Parish sat up, grinning his mad grinning and weeping all the while.
“He’s seen us. You remember it, don’t you? Don’t say you haven’t. We’ve met you
before, down beside the river in France. You were funnier then, and your hair
wasn’t so grey and your eyes not so old.”
I shot the constable a look that, to my shame, can only be verbalized as
I told you so. All I got in return
was the same look of distrust I’d been getting all night.
“Mr. Swansea saw us all those years ago,” Parish went on, relishing every
word.

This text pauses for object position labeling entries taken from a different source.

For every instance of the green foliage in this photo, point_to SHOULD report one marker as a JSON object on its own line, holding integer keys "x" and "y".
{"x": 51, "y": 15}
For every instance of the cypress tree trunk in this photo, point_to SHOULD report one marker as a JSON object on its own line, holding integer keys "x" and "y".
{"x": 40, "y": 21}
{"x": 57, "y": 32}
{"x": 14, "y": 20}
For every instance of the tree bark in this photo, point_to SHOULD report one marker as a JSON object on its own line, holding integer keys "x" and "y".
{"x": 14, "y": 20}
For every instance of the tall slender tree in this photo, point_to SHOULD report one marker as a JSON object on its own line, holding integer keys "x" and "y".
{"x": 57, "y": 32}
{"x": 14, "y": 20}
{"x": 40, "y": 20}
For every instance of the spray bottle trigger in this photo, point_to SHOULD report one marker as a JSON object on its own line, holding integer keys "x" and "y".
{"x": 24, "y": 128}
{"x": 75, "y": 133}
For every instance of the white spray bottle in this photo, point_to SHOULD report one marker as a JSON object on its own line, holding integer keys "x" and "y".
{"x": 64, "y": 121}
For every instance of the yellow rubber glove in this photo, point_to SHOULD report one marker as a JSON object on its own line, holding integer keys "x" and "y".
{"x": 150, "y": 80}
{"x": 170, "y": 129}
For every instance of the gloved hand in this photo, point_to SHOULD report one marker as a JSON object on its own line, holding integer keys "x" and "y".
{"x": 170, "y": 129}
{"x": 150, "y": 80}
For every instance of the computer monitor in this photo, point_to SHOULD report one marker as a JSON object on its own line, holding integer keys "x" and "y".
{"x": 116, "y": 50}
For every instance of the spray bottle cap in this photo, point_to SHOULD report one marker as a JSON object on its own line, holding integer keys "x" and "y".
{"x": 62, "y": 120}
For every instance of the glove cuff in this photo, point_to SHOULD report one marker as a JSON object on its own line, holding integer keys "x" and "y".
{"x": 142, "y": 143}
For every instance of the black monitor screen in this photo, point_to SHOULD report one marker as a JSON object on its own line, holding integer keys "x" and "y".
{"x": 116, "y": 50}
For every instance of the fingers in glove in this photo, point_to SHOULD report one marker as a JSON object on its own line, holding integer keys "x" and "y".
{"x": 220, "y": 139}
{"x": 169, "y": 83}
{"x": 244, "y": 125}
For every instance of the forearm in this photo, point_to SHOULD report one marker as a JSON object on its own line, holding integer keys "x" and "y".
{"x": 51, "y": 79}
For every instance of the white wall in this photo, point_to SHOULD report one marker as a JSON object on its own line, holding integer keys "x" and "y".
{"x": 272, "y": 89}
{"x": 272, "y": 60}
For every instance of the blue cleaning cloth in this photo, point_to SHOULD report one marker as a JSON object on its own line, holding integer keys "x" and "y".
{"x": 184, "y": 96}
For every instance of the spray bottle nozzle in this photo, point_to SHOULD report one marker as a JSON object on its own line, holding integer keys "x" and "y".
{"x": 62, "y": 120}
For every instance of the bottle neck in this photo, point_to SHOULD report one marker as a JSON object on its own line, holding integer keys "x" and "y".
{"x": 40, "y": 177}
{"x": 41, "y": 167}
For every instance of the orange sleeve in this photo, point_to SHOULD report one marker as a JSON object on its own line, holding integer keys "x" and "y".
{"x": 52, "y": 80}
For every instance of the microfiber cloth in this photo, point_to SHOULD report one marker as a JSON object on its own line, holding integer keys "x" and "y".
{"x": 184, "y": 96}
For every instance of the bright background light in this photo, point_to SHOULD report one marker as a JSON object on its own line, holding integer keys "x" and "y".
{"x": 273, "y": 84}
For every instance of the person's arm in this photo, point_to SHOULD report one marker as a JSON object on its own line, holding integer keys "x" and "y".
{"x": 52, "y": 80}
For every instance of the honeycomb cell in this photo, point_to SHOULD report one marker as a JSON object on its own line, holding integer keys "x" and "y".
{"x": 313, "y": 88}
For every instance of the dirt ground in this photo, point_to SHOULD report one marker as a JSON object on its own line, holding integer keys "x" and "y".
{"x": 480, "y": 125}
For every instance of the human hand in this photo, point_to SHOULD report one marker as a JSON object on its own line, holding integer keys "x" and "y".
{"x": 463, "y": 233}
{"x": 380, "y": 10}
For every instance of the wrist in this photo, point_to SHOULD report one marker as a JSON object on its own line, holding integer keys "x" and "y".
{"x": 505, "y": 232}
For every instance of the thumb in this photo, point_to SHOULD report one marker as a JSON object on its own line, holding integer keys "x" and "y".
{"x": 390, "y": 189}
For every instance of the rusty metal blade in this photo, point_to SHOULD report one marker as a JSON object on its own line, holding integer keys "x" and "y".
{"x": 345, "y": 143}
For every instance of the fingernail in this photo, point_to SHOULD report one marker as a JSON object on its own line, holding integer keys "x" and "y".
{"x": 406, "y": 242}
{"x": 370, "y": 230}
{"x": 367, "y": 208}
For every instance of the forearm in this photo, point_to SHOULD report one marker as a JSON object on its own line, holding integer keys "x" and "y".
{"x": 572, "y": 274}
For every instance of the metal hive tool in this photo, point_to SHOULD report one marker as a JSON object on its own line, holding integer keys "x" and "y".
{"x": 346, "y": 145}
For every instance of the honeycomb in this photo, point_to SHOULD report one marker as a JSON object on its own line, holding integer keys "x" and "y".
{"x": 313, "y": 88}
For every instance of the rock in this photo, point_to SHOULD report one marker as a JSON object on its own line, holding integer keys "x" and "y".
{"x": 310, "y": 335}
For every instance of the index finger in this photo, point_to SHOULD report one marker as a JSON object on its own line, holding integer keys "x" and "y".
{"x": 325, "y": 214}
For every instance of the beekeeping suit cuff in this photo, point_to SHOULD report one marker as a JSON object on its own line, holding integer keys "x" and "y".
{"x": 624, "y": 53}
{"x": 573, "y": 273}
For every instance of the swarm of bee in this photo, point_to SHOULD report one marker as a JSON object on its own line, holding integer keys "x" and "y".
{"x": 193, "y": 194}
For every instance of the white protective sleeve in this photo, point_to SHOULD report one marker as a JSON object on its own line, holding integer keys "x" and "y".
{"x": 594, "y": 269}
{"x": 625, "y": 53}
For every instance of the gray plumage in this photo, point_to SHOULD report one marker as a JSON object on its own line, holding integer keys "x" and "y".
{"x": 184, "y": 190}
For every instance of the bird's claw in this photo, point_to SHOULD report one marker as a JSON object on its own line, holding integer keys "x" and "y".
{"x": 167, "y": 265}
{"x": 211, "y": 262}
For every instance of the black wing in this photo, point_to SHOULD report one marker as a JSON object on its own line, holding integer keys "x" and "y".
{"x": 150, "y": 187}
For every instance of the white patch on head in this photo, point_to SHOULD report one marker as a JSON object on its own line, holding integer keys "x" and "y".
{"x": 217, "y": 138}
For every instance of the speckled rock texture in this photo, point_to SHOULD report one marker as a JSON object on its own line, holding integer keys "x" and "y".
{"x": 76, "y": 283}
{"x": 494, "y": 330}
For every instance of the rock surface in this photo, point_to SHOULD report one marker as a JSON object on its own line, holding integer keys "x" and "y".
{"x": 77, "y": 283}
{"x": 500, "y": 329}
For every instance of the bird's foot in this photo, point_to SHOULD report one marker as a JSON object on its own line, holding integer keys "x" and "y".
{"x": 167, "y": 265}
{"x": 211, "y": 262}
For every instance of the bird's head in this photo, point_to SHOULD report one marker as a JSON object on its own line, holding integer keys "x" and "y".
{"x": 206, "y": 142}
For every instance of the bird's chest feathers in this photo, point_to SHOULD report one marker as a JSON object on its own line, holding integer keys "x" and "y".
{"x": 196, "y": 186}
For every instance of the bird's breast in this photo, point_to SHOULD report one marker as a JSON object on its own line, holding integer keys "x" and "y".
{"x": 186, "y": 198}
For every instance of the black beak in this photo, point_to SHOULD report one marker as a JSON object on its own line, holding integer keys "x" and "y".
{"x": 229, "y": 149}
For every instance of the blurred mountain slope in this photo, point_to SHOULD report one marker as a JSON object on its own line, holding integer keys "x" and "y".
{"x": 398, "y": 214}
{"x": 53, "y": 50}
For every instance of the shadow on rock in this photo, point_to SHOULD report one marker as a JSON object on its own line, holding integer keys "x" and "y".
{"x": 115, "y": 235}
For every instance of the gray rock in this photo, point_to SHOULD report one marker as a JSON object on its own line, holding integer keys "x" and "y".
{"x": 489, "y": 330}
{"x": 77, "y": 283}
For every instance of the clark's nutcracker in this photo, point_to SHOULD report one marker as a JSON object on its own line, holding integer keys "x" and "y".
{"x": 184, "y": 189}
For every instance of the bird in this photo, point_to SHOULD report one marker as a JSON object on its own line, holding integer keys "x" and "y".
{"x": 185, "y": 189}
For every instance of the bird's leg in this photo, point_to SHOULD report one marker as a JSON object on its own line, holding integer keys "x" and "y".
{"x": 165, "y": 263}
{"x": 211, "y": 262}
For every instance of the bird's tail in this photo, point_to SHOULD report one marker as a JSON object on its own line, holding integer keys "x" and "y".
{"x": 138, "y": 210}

He stood up on wobbly legs, balancing himself against the wall of his
cell. A dry cough escaped his lips, then another, and another. “Oh, it hurts.
It hurts so bad. We knew it would hurt. We did. We knew that it was coming.
Sometimes it takes longer than others. Sometimes you’re on fire and you don’t
know what hit you. But we’ll know. We’ll know. Bernie says hi, by the way.”
A cold anchor moored itself in the deepest pit of my stomach and turned
my blood to rivers of ice. And the way he said it - just standing there,
grinning that stupid grin as he hobbled towards us.
“I don’t know what you’re talking about,” said the coward who dared call
himself Swansea. His father would be ashamed, and his father before him.
“You’re mad. Your brain is bleeding into itself and you don’t even know what -”
“Oh, shame, shame, shame, Johnny Joe Johnson John-John. Oh, poor Bernie.
He remembers every moment. How we sank our teeth into his throat. How he
flailed and screamed. How you just stood there and watched.”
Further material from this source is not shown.